Why your electricity bill is set to spike within WEEKS
Australians in one state are facing a $228 annual hike in their electricity bills with the pain likely to get worse as government-funded rebates end and more charge electric cars at home.
The Australian Energy Regulator final determination report, released on Monday, had bad news for consumers, starting on July 1 as winter pushes up demand for heaters.
This is based on what retailers can charge customers in NSW, south-east Queensland and South Australia during the next financial year under a default market offer.

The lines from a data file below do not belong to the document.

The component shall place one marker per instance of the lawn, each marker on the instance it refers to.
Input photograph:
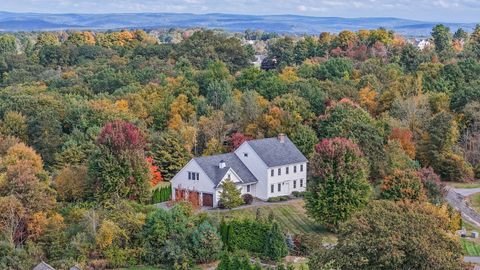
(291, 217)
(474, 202)
(470, 247)
(475, 184)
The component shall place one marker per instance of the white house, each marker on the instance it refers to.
(264, 168)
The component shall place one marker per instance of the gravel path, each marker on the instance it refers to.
(456, 198)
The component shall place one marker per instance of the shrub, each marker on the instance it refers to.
(247, 198)
(298, 194)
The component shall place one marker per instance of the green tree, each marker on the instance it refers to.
(402, 185)
(230, 195)
(275, 244)
(389, 235)
(338, 186)
(7, 44)
(442, 38)
(168, 154)
(118, 167)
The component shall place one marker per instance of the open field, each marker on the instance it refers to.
(290, 215)
(475, 184)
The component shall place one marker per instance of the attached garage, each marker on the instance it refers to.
(207, 199)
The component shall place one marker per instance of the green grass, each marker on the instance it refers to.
(465, 185)
(470, 247)
(291, 217)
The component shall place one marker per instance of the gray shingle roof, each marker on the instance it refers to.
(209, 164)
(274, 153)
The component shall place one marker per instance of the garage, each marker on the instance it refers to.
(207, 199)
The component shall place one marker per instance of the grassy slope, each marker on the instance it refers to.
(290, 215)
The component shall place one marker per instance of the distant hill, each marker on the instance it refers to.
(231, 22)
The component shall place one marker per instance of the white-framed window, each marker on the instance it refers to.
(193, 176)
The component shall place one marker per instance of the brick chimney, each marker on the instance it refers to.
(222, 164)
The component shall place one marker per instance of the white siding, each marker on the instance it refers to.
(285, 180)
(258, 168)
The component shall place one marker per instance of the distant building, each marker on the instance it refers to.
(43, 266)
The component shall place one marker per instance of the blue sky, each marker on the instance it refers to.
(426, 10)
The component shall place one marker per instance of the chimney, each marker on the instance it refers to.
(222, 164)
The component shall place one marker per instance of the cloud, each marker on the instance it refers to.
(440, 10)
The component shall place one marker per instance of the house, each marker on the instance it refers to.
(264, 168)
(43, 266)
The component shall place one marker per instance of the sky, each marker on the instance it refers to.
(424, 10)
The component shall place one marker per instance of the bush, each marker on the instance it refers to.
(247, 198)
(278, 199)
(298, 194)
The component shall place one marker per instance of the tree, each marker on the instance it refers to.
(443, 39)
(346, 119)
(206, 243)
(118, 167)
(71, 183)
(230, 195)
(389, 235)
(338, 186)
(402, 185)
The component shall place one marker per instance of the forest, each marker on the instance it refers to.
(92, 123)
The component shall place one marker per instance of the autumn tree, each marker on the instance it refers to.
(230, 195)
(118, 167)
(402, 185)
(338, 185)
(168, 154)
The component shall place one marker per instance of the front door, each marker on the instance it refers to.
(207, 199)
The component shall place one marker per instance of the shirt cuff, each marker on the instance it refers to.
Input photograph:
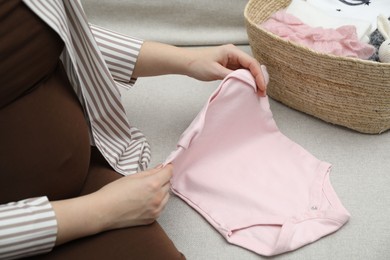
(28, 227)
(119, 51)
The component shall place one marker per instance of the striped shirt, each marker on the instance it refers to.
(97, 62)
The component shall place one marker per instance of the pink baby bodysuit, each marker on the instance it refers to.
(258, 188)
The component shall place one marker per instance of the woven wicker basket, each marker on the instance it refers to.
(349, 92)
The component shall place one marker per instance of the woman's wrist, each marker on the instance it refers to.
(79, 217)
(160, 59)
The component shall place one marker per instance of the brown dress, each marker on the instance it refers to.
(44, 143)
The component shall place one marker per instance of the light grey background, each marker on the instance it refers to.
(162, 107)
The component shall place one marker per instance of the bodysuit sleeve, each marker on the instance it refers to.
(119, 51)
(27, 227)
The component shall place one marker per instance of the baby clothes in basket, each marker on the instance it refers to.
(258, 188)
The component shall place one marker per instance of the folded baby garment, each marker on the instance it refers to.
(367, 10)
(254, 185)
(316, 17)
(342, 41)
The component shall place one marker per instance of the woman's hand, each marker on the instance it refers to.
(210, 63)
(133, 200)
(217, 62)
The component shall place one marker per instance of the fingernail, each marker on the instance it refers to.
(159, 166)
(265, 74)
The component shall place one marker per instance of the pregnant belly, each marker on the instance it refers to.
(44, 143)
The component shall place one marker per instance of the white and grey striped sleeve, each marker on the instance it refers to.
(27, 227)
(119, 51)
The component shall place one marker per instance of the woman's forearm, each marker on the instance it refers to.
(76, 218)
(159, 59)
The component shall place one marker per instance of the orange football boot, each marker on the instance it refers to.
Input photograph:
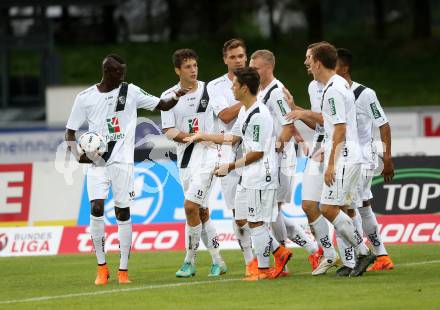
(282, 256)
(123, 277)
(382, 263)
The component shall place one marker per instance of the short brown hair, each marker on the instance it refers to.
(248, 76)
(326, 54)
(233, 43)
(183, 54)
(266, 55)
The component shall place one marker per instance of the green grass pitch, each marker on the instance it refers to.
(66, 282)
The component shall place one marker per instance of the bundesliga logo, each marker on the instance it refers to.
(113, 125)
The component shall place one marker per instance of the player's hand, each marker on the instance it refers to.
(294, 115)
(388, 170)
(222, 170)
(329, 175)
(197, 137)
(289, 98)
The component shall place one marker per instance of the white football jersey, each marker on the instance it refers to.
(255, 127)
(98, 109)
(369, 113)
(184, 117)
(220, 98)
(338, 107)
(273, 97)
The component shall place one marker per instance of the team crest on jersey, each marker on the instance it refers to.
(256, 133)
(193, 125)
(375, 110)
(113, 125)
(280, 104)
(331, 102)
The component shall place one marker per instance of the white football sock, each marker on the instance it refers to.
(210, 240)
(243, 236)
(125, 237)
(357, 222)
(97, 230)
(274, 244)
(297, 235)
(192, 241)
(279, 229)
(371, 229)
(321, 232)
(346, 251)
(262, 244)
(344, 226)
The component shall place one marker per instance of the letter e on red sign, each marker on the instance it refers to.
(15, 192)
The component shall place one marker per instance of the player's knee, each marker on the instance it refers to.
(122, 214)
(97, 207)
(240, 223)
(204, 214)
(191, 209)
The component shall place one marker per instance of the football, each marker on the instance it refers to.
(92, 142)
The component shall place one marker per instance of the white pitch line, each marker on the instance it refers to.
(158, 286)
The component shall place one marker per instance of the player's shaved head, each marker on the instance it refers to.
(326, 54)
(233, 43)
(265, 55)
(181, 55)
(345, 57)
(248, 76)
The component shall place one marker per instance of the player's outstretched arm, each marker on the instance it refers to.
(388, 166)
(70, 138)
(246, 160)
(215, 138)
(167, 104)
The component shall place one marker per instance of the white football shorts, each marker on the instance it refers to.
(286, 177)
(197, 184)
(313, 178)
(256, 205)
(345, 190)
(119, 175)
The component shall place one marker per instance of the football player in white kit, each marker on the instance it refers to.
(195, 161)
(369, 115)
(110, 109)
(271, 94)
(342, 158)
(313, 176)
(225, 109)
(255, 200)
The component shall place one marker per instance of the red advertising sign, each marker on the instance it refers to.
(414, 228)
(151, 237)
(15, 192)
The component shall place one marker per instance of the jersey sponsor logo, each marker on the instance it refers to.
(193, 125)
(375, 110)
(113, 125)
(331, 102)
(281, 106)
(256, 133)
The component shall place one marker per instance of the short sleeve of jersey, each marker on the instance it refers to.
(236, 129)
(143, 99)
(258, 133)
(375, 110)
(77, 116)
(217, 100)
(336, 106)
(279, 106)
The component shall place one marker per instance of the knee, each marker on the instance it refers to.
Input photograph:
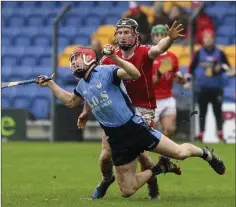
(127, 192)
(182, 153)
(105, 156)
(169, 131)
(145, 161)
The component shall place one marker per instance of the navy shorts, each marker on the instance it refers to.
(131, 139)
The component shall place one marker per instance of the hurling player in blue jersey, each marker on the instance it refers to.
(129, 135)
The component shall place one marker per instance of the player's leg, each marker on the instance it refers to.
(129, 182)
(202, 103)
(125, 166)
(168, 117)
(106, 167)
(216, 100)
(153, 187)
(145, 161)
(171, 149)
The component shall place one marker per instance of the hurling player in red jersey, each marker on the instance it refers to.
(165, 71)
(140, 91)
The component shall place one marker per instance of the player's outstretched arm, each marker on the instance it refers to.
(172, 34)
(83, 117)
(69, 99)
(180, 79)
(127, 70)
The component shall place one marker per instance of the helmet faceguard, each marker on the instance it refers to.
(130, 42)
(158, 32)
(87, 57)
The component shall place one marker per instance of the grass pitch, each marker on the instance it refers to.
(65, 174)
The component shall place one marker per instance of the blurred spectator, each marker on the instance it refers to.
(160, 16)
(183, 4)
(207, 68)
(202, 22)
(176, 13)
(96, 45)
(140, 17)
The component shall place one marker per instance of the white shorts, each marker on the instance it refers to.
(166, 106)
(146, 113)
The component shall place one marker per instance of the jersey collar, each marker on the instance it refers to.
(90, 74)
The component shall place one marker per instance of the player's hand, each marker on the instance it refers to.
(187, 85)
(109, 51)
(41, 80)
(82, 120)
(175, 30)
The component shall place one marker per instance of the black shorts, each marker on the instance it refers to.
(131, 139)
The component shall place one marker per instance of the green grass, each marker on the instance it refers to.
(65, 174)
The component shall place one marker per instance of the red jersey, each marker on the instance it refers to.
(141, 90)
(163, 88)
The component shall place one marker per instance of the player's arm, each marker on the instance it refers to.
(172, 34)
(71, 100)
(84, 116)
(127, 70)
(179, 78)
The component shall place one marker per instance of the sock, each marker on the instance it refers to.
(220, 134)
(206, 156)
(158, 169)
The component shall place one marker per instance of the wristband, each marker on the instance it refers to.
(159, 74)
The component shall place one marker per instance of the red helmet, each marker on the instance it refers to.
(89, 57)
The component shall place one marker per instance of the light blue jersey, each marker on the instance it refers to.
(106, 94)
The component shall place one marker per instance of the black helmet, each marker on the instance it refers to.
(129, 23)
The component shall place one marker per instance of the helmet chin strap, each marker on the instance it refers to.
(80, 72)
(127, 46)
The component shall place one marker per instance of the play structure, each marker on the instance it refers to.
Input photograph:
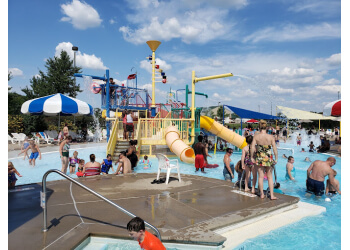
(172, 126)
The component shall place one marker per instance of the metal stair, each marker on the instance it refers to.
(121, 146)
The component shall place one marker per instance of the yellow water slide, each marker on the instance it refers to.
(177, 146)
(221, 131)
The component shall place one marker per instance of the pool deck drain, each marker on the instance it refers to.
(199, 210)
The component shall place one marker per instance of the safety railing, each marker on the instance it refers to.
(43, 199)
(152, 130)
(112, 142)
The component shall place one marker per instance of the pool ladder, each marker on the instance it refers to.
(43, 199)
(240, 182)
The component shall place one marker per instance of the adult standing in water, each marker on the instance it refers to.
(64, 153)
(129, 125)
(92, 168)
(316, 173)
(264, 160)
(248, 165)
(64, 133)
(131, 154)
(200, 153)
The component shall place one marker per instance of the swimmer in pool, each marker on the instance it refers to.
(35, 153)
(12, 172)
(330, 189)
(137, 231)
(290, 169)
(316, 173)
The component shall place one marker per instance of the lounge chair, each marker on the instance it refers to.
(164, 163)
(37, 138)
(12, 140)
(47, 139)
(18, 137)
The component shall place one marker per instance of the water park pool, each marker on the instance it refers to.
(312, 232)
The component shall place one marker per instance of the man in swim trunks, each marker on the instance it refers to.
(316, 173)
(330, 190)
(147, 241)
(124, 163)
(229, 167)
(200, 153)
(35, 153)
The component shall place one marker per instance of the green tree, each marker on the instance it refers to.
(58, 79)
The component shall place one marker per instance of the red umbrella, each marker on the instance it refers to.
(332, 109)
(252, 121)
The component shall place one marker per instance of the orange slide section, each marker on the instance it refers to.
(177, 146)
(221, 131)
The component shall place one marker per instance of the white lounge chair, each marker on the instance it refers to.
(52, 136)
(18, 137)
(164, 163)
(12, 140)
(38, 139)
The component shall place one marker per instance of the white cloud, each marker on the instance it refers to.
(147, 65)
(329, 88)
(292, 32)
(81, 15)
(221, 98)
(189, 21)
(244, 93)
(15, 72)
(331, 81)
(334, 59)
(279, 90)
(319, 7)
(82, 59)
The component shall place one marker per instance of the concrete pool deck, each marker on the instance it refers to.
(187, 212)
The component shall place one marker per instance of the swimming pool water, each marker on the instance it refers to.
(318, 232)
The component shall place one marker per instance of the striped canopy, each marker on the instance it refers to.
(56, 104)
(332, 109)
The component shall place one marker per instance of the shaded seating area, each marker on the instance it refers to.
(165, 163)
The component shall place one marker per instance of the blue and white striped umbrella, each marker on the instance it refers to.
(56, 104)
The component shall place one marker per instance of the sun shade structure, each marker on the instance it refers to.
(332, 109)
(291, 113)
(252, 121)
(244, 113)
(56, 104)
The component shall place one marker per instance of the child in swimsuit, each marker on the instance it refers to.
(145, 162)
(290, 169)
(330, 190)
(80, 168)
(299, 140)
(107, 164)
(72, 162)
(24, 147)
(264, 156)
(12, 175)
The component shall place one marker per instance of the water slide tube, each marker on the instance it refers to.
(177, 146)
(221, 131)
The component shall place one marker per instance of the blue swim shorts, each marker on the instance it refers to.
(34, 155)
(316, 187)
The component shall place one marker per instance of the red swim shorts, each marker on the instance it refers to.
(199, 161)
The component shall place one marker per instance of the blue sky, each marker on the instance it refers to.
(282, 52)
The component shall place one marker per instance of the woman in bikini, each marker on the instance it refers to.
(64, 153)
(264, 158)
(248, 165)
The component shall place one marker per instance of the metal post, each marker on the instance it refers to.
(89, 190)
(107, 104)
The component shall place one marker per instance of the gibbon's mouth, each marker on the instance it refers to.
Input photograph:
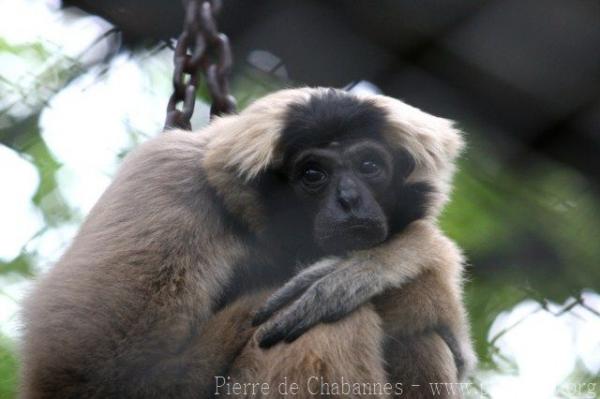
(353, 234)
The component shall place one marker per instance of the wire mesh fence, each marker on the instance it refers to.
(67, 119)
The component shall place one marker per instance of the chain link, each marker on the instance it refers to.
(200, 47)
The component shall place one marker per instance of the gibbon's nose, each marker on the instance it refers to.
(348, 194)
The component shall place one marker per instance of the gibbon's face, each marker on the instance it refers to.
(345, 185)
(340, 186)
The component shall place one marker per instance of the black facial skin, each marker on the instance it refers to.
(340, 187)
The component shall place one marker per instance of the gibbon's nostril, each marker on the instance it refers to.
(349, 198)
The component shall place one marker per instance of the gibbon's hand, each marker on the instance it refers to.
(326, 292)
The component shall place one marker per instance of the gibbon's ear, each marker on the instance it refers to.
(433, 142)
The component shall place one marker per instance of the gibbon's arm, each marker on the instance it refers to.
(128, 311)
(329, 290)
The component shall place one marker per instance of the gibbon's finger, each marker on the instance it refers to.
(292, 289)
(302, 315)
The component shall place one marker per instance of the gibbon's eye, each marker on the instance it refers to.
(313, 176)
(370, 167)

High demand and network outages were blamed for the steep wholesale prices feeding into higher retail prices, along with low levels of renewable energy as Australian governments try to phase out coal-fired power stations.
'These spot prices were partially driven by a greater frequency of high price events, which resulted from a range of factors including high demand, coal generator and network outages, and low renewable generation output,' the AER said.
In regional New South Wales, Essential Energy residential customers face the biggest increase of $228 or 9.1 per cent, with the AER citing 'improved network resilience to address climate change-related risks' along with 'the integration of consumer energy resources including rooftop solar, batteries and electric vehicles'.
This takes the average annual electricity bill for 2025-26 to $2,741 , which is even steeper than the $188 or 8.5 per cent increase for Endeavour Energy customers in Sydney, who will be paying $2,411.
The increases in NSW were up to 6.7 per cent above forecast inflation, with more homes having a smart meter monitoring when residents used electricity.
'Retail costs have risen for all customers in each region of NSW, primarily due to increases in retailers' operating costs,' the AER said.
'Increases in bad and doubtful debt costs and smart meter costs also contributed to the overall increases.'
In south-east Queensland, Energex's increases were more moderate at $77 or 3.7 per cent, or 1.3 per cent above forecast inflation to an average of $2,143.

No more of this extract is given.